DETAILED ACTION
Notice of Pre-AIA  or AIA  Status
The present application, filed on or after March 16, 2013, is being examined under the first inventor to file provisions of the AIA .

The office action sent in response to Applicant’s communication received on 11/15/2019 for the application number 16685479.  The office hereby acknowledges receipt of the following placed of record in the file: Specification, Abstract, Oath/Declaration and claims. 

Claims 1-20 are presented for examination.  

Priority
This application takes the priority of foreign application KR10-2018-0141961 filed on 11/16/2018
Information Disclosure Statement
The information disclosure submitted on 11/15/2019 and 5/28/2020 were filed  before the mailing data of the first office action. The submission is in compliance with the provisions of 37 CFR 1.97. Accordingly, the information , disclosure statement is being considered by the examiner.

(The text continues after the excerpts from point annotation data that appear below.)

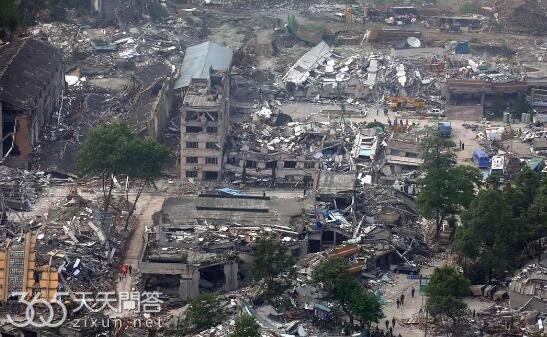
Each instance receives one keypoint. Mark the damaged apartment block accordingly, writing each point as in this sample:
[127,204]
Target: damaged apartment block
[203,90]
[31,90]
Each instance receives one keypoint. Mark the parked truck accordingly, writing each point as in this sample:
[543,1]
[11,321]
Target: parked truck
[445,129]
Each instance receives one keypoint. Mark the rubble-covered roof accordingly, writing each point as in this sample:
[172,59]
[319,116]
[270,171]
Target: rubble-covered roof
[334,183]
[25,67]
[402,145]
[201,59]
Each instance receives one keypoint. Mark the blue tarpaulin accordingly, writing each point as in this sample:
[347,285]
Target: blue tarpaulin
[462,48]
[481,159]
[228,191]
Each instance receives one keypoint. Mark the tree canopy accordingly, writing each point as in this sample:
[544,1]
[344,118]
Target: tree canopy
[272,258]
[246,326]
[500,224]
[333,276]
[114,149]
[204,311]
[445,188]
[445,291]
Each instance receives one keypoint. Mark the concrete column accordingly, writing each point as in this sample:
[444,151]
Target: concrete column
[189,284]
[230,275]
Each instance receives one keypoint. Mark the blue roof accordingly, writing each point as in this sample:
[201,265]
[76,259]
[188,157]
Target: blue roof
[480,153]
[321,307]
[201,59]
[229,191]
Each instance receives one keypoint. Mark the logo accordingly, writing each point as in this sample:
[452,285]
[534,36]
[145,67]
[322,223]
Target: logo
[40,313]
[38,321]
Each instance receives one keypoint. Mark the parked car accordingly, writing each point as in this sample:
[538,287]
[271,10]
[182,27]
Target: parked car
[405,268]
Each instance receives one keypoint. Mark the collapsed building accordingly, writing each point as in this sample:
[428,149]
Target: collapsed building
[31,90]
[203,243]
[528,289]
[203,92]
[469,98]
[291,151]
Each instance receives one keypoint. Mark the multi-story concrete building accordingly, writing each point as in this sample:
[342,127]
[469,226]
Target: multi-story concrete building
[203,89]
[31,89]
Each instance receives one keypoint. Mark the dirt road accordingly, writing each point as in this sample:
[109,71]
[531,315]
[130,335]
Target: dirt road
[146,207]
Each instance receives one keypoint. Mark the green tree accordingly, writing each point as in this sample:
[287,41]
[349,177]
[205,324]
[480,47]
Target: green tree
[488,234]
[146,161]
[271,259]
[333,276]
[204,311]
[246,326]
[521,106]
[445,188]
[157,11]
[103,154]
[445,291]
[469,8]
[499,105]
[537,216]
[114,149]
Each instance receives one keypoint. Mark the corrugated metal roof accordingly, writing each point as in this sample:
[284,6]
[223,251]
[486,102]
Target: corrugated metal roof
[200,59]
[299,72]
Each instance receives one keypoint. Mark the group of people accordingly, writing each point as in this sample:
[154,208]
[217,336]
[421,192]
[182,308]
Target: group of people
[124,269]
[401,300]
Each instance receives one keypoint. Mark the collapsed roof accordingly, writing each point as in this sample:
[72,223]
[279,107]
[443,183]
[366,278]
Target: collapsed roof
[25,66]
[201,59]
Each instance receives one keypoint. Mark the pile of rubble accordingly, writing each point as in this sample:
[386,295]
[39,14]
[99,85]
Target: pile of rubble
[19,189]
[82,242]
[322,73]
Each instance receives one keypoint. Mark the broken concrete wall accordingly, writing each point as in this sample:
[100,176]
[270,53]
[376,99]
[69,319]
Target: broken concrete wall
[105,9]
[159,116]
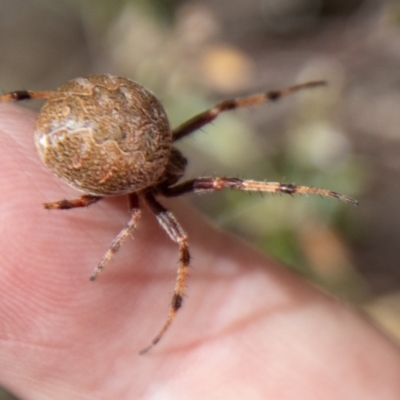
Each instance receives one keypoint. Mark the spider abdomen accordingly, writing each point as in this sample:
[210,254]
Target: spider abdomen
[104,135]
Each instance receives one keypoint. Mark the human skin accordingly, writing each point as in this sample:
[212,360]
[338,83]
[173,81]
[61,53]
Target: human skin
[248,328]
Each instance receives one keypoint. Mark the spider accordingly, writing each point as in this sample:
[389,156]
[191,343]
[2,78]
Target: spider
[106,136]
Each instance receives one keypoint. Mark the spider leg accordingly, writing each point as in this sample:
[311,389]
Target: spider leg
[19,95]
[117,242]
[83,201]
[209,115]
[176,233]
[207,184]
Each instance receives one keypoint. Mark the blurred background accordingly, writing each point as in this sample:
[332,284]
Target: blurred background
[191,54]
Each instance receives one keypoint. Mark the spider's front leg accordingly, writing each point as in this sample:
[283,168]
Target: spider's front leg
[208,184]
[134,209]
[169,223]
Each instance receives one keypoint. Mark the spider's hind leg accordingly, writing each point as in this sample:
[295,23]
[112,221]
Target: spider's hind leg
[208,184]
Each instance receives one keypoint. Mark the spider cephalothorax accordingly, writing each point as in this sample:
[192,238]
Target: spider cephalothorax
[106,136]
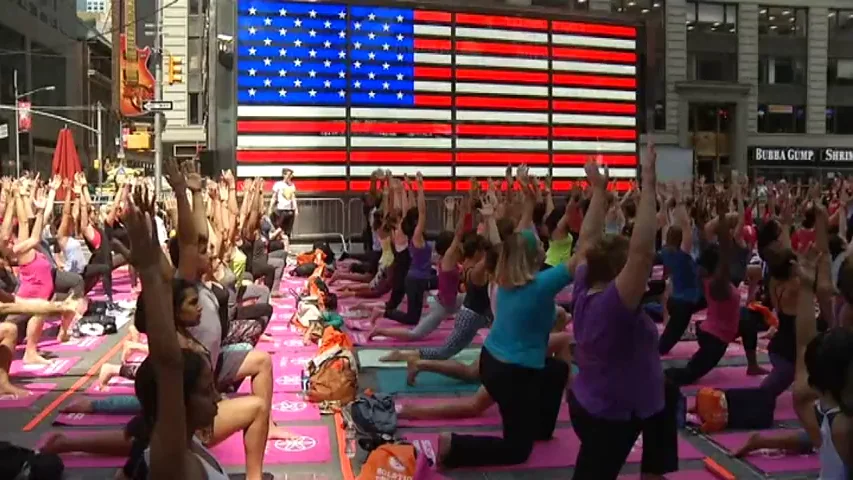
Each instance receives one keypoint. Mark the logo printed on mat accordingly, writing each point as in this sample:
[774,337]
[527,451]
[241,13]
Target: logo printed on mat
[299,444]
[289,406]
[395,464]
[288,380]
[425,447]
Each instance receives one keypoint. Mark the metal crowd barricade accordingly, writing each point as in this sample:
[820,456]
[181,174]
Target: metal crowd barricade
[320,219]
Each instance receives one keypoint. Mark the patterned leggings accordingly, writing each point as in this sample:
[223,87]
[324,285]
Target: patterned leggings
[465,328]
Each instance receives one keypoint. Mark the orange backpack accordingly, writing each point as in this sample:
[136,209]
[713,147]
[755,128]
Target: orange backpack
[712,407]
[390,462]
[335,338]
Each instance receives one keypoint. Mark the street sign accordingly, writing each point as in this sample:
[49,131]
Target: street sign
[158,106]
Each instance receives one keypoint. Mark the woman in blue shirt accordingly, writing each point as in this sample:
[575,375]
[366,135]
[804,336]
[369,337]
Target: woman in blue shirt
[527,386]
[686,297]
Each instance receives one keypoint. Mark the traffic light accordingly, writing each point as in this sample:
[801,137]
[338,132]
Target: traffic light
[176,70]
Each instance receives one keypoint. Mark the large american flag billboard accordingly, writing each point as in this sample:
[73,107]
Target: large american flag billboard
[335,91]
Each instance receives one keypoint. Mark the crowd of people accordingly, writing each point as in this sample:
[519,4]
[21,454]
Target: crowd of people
[209,260]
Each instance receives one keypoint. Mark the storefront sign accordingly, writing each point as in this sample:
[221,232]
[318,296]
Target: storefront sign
[837,155]
[784,154]
[800,154]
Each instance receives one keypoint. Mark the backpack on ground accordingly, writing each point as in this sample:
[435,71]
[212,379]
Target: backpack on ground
[304,270]
[373,418]
[397,461]
[19,463]
[735,409]
[333,376]
[328,254]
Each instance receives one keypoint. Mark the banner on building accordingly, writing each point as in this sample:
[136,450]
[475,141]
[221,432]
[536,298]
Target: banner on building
[25,118]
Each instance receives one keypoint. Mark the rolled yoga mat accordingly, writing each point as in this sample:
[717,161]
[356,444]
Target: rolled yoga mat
[369,357]
[771,462]
[393,380]
[559,452]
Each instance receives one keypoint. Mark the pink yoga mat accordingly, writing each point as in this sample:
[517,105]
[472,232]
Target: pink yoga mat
[686,349]
[286,344]
[283,330]
[769,461]
[56,368]
[434,339]
[679,475]
[84,460]
[490,417]
[726,377]
[363,324]
[90,419]
[290,362]
[283,383]
[81,344]
[37,390]
[311,446]
[559,452]
[116,386]
[291,407]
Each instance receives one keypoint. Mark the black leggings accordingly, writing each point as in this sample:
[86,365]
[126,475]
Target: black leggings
[286,219]
[65,283]
[529,401]
[416,288]
[266,271]
[248,324]
[711,351]
[606,444]
[680,312]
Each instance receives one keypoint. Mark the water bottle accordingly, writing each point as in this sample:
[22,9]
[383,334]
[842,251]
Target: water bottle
[350,446]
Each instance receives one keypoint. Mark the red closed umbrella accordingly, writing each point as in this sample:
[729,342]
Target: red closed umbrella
[66,162]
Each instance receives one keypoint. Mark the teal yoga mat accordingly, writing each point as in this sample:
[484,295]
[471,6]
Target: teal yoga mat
[393,380]
[369,358]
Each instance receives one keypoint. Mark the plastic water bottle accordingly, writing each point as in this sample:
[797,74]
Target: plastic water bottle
[350,447]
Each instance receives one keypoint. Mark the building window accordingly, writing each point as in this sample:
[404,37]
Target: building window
[780,70]
[840,22]
[96,5]
[195,109]
[782,21]
[636,7]
[839,120]
[711,17]
[712,66]
[781,119]
[839,71]
[572,5]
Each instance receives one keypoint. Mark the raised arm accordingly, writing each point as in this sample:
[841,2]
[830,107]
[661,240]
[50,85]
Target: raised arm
[592,227]
[418,237]
[187,235]
[632,280]
[168,446]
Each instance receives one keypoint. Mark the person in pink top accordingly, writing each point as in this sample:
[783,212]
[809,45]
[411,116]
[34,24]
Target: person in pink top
[721,325]
[34,269]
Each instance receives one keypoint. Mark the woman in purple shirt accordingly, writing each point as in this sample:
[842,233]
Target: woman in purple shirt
[619,391]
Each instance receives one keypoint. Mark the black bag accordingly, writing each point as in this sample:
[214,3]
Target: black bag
[96,307]
[95,326]
[374,420]
[305,270]
[749,408]
[19,463]
[327,250]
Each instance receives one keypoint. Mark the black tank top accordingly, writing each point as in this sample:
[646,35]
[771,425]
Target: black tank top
[476,296]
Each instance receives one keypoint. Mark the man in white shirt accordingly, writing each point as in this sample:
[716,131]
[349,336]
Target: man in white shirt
[283,203]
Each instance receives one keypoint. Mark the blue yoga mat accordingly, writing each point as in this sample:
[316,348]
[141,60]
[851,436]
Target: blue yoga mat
[393,380]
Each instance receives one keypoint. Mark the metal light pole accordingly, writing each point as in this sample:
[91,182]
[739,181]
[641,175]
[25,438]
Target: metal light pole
[158,95]
[46,88]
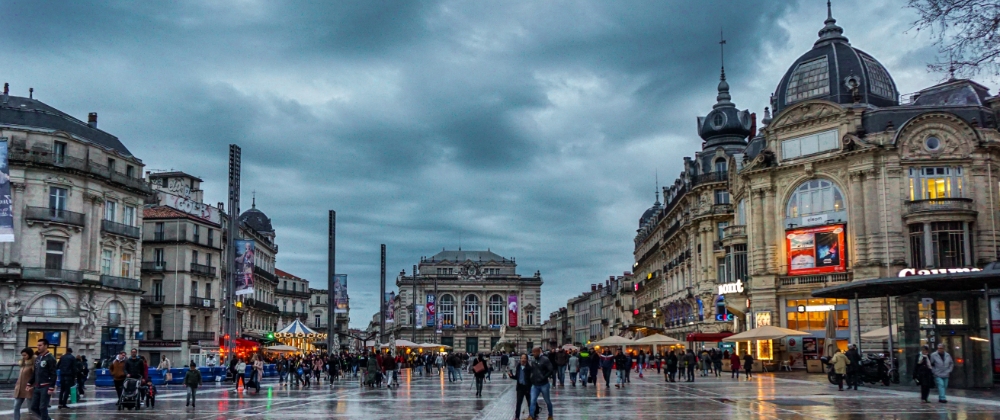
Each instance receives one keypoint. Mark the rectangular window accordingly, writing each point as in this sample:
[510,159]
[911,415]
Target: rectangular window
[59,152]
[57,198]
[53,254]
[807,145]
[126,265]
[106,262]
[110,210]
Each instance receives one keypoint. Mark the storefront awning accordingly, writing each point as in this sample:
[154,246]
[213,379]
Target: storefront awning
[988,277]
[707,337]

Claim Rejections - 35 USC § 102
The following is a quotation of the appropriate paragraphs of 35 U.S.C. 102 that form the basis for the rejections under this section made in this Office action:
A person shall be entitled to a patent unless –

(a)(1) the claimed invention was patented, described in a printed publication, or in public use, on sale, or otherwise available to the public before the effective filing date of the claimed invention.


Claims 1-5, 7, 9-15 and 17-20 are rejected under 35 U.S.C. 102(a)(1) as being unpatentable over Han ( Convolutional Neural Networks With Binaural Representations And Background Subtraction for Acoustic Scene Classification )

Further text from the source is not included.